La pattona dell’egoismo

La coda elettorale relativa alle consultazioni amministrative con i relativi ballottaggi ha chiarito che il vero vincitore numerico e politico delle urne 2018 è la Lega. Il movimento cinque stelle deve abbassare la cresta e rassegnarsi al ruolo di sgabello di lusso per i piedi salviniani. I partner del centro-destra fanno tenerezza nel loro tentativo di accreditarsi una vittoria che rischia di segnare la loro fine. Il partito democratico continua una debacle di proporzioni e significati allarmanti.

Non è il caso di rispolverare “il destino cinico e baro” di saragattiana memoria, ma l’indirizzo politico imboccato dagli italiani ha qualcosa di inspiegabile e irrazionale. Non sono sicuro sia un voto dato solo sulle ali della paura (dell’immigrato, della delinquenza, del futuro, dell’Europa, degli Usa, un po’ di tutto). Temo sia la tardiva, riveduta e scorretta mela avvelenata del berlusconismo: garantiteci lo spazio per i nostri interessi, al resto ci pensiamo noi. Una sorta di riforma costituzionale: “l’Italia è una Repubblica fondata sul fare i cazzi propri”. Se è così bisogna ricominciare tutto daccapo. Forse è nata veramente la seconda repubblica e occorre una seconda resistenza.

L’opposizione deve essere prima e più etica che politica. Bisogna partire dai valori di fondo, dalle “coscienze” dal punto di vista personale e dai “ballatoi” sul piano sociale. Riscoprire cioè il significato della propria vita in senso comunitario e ritesserne i rapporti interpersonali. È inutile infatti discutere di immigrazione, se partiamo dall’idea che ognuno deve stare a casa propria curando i propri interessi. Non ci salteremo mai fuori e prevarrà comunque chi si muove politicamente nel pantano dell’egoismo e del razzismo.   È assurdo parlare di Europa quando ci si vuole barricare in casa. Già il quartiere è un’istituzione a rischio, figuriamoci l’Unione Europea. È pittoresco pensare alle tasse: paghiamo un minimo uguale per tutti, per il resto ognuno si arrangi come può. Non continuo perché mi viene il “magone”.

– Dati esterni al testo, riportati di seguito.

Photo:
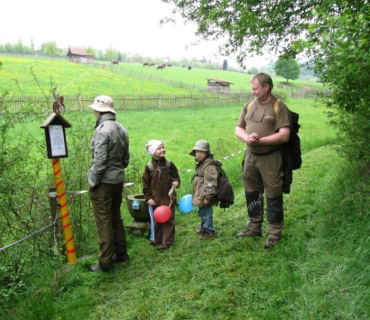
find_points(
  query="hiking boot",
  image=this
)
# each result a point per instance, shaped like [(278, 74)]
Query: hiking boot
[(98, 268), (121, 259), (164, 247), (207, 236), (271, 243), (248, 233)]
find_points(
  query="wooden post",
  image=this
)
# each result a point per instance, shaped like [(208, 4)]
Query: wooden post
[(53, 210), (79, 101)]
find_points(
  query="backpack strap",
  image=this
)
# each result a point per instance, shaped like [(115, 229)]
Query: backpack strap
[(276, 105)]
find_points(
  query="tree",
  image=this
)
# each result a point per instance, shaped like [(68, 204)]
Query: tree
[(287, 68)]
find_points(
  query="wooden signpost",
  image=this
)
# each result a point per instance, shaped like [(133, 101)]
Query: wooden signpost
[(56, 143)]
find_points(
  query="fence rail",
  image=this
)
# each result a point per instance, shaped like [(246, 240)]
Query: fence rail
[(81, 102)]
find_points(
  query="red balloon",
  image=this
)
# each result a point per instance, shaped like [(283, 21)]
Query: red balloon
[(162, 214)]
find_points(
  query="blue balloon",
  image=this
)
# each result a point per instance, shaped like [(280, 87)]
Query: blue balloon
[(185, 204)]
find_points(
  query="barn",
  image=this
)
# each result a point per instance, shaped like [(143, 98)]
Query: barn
[(79, 55), (218, 85)]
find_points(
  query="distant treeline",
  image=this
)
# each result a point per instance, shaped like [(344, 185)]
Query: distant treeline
[(110, 54)]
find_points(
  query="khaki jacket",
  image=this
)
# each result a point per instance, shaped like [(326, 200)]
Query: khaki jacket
[(110, 152), (157, 186), (205, 183)]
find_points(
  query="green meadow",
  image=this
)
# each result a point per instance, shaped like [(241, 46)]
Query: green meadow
[(18, 77), (319, 269)]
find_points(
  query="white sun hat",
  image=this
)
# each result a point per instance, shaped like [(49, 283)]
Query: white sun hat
[(103, 104)]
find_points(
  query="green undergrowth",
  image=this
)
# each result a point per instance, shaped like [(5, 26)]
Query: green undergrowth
[(319, 270)]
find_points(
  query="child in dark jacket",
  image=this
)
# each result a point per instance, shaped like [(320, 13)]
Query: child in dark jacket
[(205, 187), (159, 176)]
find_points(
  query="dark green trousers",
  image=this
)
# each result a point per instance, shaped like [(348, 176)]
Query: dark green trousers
[(106, 200)]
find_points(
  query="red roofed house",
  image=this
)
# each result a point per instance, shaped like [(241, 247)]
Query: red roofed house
[(218, 85), (79, 55)]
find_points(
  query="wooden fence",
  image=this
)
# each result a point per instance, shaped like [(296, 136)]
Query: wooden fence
[(81, 102)]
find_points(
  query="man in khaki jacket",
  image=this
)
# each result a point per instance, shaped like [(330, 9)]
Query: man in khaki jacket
[(110, 157)]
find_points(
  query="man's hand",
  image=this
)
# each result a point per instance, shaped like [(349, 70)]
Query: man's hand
[(252, 139)]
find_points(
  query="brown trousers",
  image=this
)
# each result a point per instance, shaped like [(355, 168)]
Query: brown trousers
[(107, 199), (165, 232), (263, 173)]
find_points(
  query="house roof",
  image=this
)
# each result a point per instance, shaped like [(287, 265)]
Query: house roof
[(78, 51), (219, 81)]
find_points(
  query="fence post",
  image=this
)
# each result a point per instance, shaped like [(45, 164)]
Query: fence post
[(53, 210), (79, 101), (67, 227)]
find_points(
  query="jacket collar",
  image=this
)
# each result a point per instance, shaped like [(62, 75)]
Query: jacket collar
[(104, 117)]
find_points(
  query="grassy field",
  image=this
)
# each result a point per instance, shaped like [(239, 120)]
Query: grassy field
[(72, 78), (319, 270)]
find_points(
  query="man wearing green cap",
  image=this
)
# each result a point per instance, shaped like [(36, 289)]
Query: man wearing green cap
[(263, 130), (110, 157)]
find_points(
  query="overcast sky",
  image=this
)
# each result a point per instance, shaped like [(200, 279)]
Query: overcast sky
[(130, 26)]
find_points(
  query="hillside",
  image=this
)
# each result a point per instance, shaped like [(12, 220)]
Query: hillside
[(73, 78)]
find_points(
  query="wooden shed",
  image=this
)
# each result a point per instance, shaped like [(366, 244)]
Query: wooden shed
[(218, 85), (79, 55)]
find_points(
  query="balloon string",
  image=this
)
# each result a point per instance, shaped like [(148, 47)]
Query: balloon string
[(172, 195)]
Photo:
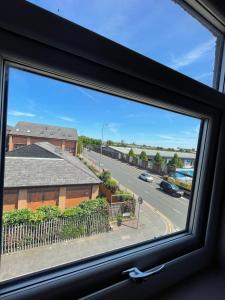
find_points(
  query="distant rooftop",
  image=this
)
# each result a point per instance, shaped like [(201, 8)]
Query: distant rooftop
[(44, 130), (43, 164), (150, 152)]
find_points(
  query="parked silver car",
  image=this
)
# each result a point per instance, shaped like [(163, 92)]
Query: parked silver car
[(146, 177)]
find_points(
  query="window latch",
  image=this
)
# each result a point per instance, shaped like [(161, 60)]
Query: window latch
[(136, 275)]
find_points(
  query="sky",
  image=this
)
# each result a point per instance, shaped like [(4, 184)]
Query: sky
[(159, 29)]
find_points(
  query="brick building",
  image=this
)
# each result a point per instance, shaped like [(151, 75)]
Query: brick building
[(25, 133), (40, 174)]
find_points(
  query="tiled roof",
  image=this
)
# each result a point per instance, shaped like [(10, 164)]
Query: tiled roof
[(45, 131), (62, 169)]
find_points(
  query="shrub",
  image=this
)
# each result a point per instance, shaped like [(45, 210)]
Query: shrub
[(112, 184), (49, 212), (91, 206), (105, 176), (69, 231), (18, 216), (73, 212), (124, 196)]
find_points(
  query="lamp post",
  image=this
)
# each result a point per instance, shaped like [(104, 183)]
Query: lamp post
[(100, 157)]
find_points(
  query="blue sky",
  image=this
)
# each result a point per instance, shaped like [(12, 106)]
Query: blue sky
[(158, 29)]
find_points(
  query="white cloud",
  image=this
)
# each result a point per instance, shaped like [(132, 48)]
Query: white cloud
[(165, 136), (87, 94), (113, 127), (16, 113), (67, 119), (193, 55)]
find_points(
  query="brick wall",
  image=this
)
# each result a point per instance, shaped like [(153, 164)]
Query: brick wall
[(64, 197)]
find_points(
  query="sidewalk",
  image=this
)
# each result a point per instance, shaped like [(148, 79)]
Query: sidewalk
[(24, 262)]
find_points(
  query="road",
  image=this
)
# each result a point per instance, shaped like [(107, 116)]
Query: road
[(175, 209)]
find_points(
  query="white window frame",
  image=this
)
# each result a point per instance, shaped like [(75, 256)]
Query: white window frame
[(112, 68)]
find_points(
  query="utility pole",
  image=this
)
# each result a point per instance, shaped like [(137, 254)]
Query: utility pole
[(100, 158)]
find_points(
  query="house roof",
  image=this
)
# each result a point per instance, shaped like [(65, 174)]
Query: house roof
[(9, 128), (50, 167), (44, 130), (150, 152)]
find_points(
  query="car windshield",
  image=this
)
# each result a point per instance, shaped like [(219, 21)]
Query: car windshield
[(174, 187)]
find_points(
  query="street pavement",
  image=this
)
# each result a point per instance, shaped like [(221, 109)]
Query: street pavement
[(131, 232), (175, 209)]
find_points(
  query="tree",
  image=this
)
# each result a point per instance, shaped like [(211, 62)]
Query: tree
[(158, 159), (143, 156), (122, 143), (109, 143), (131, 153), (176, 161)]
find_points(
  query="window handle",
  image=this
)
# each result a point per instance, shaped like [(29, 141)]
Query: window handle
[(136, 275)]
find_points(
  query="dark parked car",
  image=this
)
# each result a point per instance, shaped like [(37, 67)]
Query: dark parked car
[(171, 189)]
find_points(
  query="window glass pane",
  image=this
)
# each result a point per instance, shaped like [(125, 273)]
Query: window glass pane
[(161, 30), (87, 173)]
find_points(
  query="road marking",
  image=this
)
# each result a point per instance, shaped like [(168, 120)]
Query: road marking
[(177, 211)]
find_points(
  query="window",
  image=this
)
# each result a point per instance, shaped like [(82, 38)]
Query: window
[(56, 189), (131, 92)]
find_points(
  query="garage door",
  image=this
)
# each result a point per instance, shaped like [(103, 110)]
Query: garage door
[(10, 199), (42, 197), (75, 195)]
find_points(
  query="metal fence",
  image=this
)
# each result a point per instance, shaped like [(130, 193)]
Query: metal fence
[(121, 208), (28, 235)]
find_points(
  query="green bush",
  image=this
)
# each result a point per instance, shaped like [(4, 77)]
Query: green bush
[(69, 231), (112, 184), (73, 212), (105, 176), (124, 196), (18, 216), (91, 206), (49, 212)]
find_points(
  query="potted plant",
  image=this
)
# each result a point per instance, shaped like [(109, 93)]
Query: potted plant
[(119, 219)]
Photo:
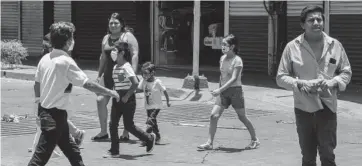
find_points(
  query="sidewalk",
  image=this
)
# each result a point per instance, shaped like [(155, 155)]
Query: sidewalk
[(279, 146), (269, 108), (256, 87)]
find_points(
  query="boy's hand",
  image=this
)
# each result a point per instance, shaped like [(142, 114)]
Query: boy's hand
[(115, 95), (216, 92), (125, 98)]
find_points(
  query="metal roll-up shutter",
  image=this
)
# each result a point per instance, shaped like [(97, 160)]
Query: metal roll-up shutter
[(294, 8), (91, 21), (249, 22), (32, 26), (10, 20), (62, 11), (346, 26)]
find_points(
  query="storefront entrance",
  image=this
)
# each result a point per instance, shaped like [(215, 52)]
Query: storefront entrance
[(173, 33)]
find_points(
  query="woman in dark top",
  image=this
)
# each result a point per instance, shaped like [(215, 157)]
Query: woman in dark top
[(118, 31)]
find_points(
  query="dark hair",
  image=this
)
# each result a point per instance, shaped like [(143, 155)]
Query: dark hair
[(232, 40), (125, 28), (310, 9), (149, 67), (60, 33), (123, 46)]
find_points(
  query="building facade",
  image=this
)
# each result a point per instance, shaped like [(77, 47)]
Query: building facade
[(165, 29)]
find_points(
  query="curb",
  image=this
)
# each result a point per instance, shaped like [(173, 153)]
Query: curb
[(16, 75), (185, 93)]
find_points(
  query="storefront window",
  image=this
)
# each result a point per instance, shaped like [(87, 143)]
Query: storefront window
[(176, 32)]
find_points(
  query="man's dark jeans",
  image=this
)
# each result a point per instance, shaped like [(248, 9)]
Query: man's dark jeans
[(127, 110), (317, 131), (152, 122), (55, 131)]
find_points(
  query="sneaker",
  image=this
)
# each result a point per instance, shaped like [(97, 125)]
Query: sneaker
[(253, 144), (205, 146), (151, 145), (56, 154), (124, 138), (97, 137), (158, 141), (109, 154), (143, 143), (80, 137)]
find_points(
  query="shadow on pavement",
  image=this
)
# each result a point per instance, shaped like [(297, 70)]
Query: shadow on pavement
[(132, 157), (352, 93), (229, 150)]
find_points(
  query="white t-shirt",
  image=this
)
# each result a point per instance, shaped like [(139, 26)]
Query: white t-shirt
[(121, 75), (153, 93), (227, 67), (55, 71)]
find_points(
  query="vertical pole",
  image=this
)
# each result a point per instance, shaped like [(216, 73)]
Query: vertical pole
[(196, 43), (226, 16), (156, 33), (19, 20), (152, 30), (270, 41), (326, 16)]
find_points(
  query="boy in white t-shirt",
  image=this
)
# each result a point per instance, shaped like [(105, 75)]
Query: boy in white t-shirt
[(153, 89)]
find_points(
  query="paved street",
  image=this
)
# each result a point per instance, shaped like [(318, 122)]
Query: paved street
[(184, 126)]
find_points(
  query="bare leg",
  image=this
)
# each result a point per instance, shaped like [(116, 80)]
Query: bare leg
[(214, 118), (102, 102), (243, 118), (72, 129)]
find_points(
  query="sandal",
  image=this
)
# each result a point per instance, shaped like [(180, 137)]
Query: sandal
[(124, 138), (97, 137)]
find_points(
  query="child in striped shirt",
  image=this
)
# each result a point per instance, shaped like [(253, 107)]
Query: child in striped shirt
[(125, 83)]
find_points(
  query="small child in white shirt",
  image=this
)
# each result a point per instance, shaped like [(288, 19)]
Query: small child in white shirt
[(153, 89)]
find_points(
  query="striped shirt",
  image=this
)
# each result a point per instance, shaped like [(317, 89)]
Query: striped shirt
[(121, 75)]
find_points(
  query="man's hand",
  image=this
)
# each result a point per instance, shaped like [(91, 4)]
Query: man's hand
[(115, 95), (308, 86), (216, 92), (125, 98), (328, 84)]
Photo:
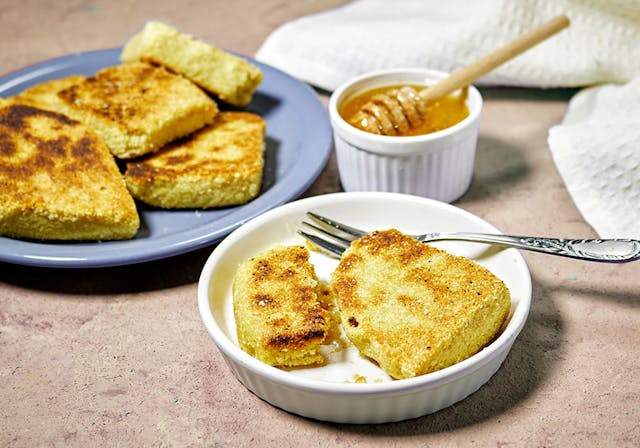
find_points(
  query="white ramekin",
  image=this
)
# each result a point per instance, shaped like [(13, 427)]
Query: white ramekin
[(326, 393), (437, 165)]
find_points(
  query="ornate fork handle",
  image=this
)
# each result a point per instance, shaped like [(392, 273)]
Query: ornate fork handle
[(606, 250)]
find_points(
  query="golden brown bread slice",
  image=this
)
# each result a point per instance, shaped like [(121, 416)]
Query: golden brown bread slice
[(137, 108), (58, 180), (413, 308), (278, 308), (228, 77), (217, 166)]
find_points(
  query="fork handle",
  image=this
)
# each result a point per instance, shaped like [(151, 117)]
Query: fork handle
[(604, 250)]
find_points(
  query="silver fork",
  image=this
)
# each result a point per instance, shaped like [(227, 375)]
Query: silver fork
[(336, 237)]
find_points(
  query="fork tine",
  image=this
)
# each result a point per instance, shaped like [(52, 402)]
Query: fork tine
[(324, 244), (341, 240), (356, 233)]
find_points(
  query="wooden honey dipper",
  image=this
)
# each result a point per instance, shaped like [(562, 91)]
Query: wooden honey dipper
[(400, 109)]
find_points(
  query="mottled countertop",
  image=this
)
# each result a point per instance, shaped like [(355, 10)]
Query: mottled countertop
[(119, 357)]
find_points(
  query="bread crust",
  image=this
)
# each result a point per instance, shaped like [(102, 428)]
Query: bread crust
[(414, 308), (58, 180), (230, 78), (219, 165), (277, 307)]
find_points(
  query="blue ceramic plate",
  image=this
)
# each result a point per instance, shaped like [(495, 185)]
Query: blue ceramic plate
[(298, 145)]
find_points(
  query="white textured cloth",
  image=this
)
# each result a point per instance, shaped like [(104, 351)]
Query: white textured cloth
[(597, 152), (602, 45), (596, 148)]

Una volta Renato, un caro e simpatico amico di mio padre, la fece grossa. Volle architettare una presa per i fondelli per tutti gli ospiti del palco al teatro Regio, che lui gestiva per conto di un gruppo di melomani danarosi e generosi, in particolare per le eleganti signore snob presenti ad una importante serata di gala. Comprò una pattona e la fece guarnire da un amico pasticciere in modo tale che sembrasse una perfetta e invitante torta inzuppata con tanto di crema e panna. Durante l’intervallo la scartò e nel retropalco la offrì ai presenti, che l’accolsero con esclamazioni di gradimento. La fece tagliare a fette da un chirurgo senza camice capitato nella serata sbagliata e cominciò a distribuirla su eleganti piattini con i relativi cucchiaini. Passarono pochi istanti, il tempo di assaggiare e si cominciò a sentire qualche signora che diceva all’amica: «Ma questa è pattona…». «Fammi assaggiare…, sì, questa è pattona…». Molti fecero finta di niente e mangiarono la pattona, altri la lasciarono nel piatto, chi conosceva bene Renato capì l’antifona e nel corridoio della quarta fila dei palchi si rise di gusto per tutta la serata…e anche per quelle successive.

La metafora è presto spiegata: Salvini è il Renato di turno; Berlusconi è l’amico pasticciere; Beppe Grillo è il chirurgo che fa a fette l’Italia; gli italiani sono le signore che accolgono con entusiasmo l’apparente torta di crema e panna. Ci vorrà del tempo per accorgersi dell’inganno (quanto non lo so), nel frattempo si mangerà pattona facendo finta che sia una torta prelibata. In pochi avranno il coraggio di lasciarla nel piatto, i più smagati capiranno lo scherzo e magari rideranno amaramente. “Ma questa è pattona”, dicevano le eleganti signore. “Ma questo è fascismo”, dico io che non sono affatto elegante.